Elle lui confia qu’il ne s’appelait pas Jacques Berger, que c’était un faux nom, mais qu’elle ne connaissait pas sa véritable identité. C’était un homme secret, introverti, peu communicatif, dont les idées n’étaient pas toujours claires. Il lui avait très peu parlé de son enfance et de son passé. Elle savait qu’il avait grandi à Bruxelles, c’était à peu près tout. Il avait été attentionné et prévenant avec elle et il lui manquait beaucoup.

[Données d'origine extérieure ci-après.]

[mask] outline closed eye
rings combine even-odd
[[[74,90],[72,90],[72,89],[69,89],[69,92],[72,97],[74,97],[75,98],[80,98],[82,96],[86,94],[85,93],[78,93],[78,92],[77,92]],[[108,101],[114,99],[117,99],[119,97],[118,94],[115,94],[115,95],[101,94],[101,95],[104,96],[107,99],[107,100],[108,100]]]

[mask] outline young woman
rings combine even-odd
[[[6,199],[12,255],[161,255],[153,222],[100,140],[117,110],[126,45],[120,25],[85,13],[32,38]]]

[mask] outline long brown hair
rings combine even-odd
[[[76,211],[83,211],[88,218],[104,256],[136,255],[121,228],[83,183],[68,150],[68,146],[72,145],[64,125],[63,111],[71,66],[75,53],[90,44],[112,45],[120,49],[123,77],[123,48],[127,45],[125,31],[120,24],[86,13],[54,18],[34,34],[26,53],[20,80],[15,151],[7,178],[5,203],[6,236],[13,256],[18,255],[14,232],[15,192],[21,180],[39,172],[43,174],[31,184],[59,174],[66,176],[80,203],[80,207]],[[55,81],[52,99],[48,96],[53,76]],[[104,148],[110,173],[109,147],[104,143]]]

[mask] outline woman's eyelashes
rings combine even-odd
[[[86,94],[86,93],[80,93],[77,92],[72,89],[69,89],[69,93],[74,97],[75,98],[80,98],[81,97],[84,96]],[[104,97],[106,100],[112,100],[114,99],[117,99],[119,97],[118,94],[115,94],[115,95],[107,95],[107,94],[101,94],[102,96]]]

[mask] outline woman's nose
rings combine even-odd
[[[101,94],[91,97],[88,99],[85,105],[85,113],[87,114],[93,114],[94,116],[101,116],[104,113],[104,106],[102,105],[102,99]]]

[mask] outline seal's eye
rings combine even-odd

Stern voulut savoir si quelqu’un était susceptible d’en savoir plus.

Berger avait un ami que l’on appelait Birkin, elle ne savait pas si c’était un surnom ou son vrai nom. Elle ne l’avait plus vu. Ils avaient tous deux travaillé chez un disquaire, c’était peut-être une piste à explorer.

C’était maigre. Stern ne voyait pas de quelle manière exploiter les informations qu’il avait reçues. Il résolut de passer la nuit à Londres et d’aller chez le disquaire le lendemain.

Il trouverait bien une raison valable à présenter à sa femme pour justifier l’ajournement de son retour à Belfast.

Avant de quitter Mary, il lui remit sa carte de visite et lui demanda si elle se souvenait du journal dans lequel Berger avait vu la photo de l’homme en question.